Laughren agrees that “it’s very difficult to answer every question we’d like to answer with these studies, because obviously they’re not huge. Sometimes bad things that happen are going to be discovered only when a drug is used more widely.”
He says he, too, shares concern about the anti-psychotics prescribed for children without proof of safety or effectiveness. Much more pediatric information on the atypicals will be available within five years, he says.
Others favor fundamental changes to get the needed facts about drug safety. Lieberman thinks one solution would be for the FDA to be given a new legal authority: the right to require drug companies seeking to gain approval of a drug to contribute to a collective pool at the National Institutes of Health. The NIH could supervise larger safety and effectiveness studies of medicines after they’re on the market.
A national electronic medical records database that would capture all bad side effects of drugs, and require ages and diagnoses, could do a lot to protect children from careless prescribing and reveal the effects of anti-psychotics, Duke’s March says.
“We know so little about what’s happening to all the kids who are getting these powerful anti-psychotics,” he says.
March also thinks more private insurers ought to insist that aggressive children with short fuses try non-drug therapies proven to help before doctors jump in with anti-psychotics. These pills can seem like an appealing “quick fix,” he says, so they’re popular.
For foster children with mental health problems, medication is a mainstay, says Ira Burnim, legal director at the Bazelon Center for Mental Health Law, an advocacy group for those with mental disabilities. There’s proof that the most effective care is “wraparound,” he says, meaning that caseworkers touch base regularly with a child’s school, doctor, foster and perhaps birth families, in addition to ensuring therapy or medication as needed.
“Now they’re medicating many kids instead of giving them the services they need. But there’s very little time spent with psychiatrists and not much attention paid to side effects from these heavy drugs,” Burnim says.

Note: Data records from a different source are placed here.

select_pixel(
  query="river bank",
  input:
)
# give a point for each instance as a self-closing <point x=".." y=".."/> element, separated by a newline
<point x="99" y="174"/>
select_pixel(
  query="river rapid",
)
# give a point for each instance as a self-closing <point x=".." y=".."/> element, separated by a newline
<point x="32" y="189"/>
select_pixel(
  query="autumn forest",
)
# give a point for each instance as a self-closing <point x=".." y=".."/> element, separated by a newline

States vary in how much wraparound care they provide for foster kids, “but a typical pattern is patches here and there,” Burnim says. “They rely heavily on medications like the anti-psychotics. This costs more than wraparound in the long run, and it’s less safe for the kids.”
March considers the widespread use of anti-psychotics on children without proof of safety or effectiveness “a very large experiment.” Many kids are getting the short end of the stick, he says. “We’re not even gathering good data on the outcome of the experiment. It’s the worst of all possible worlds.”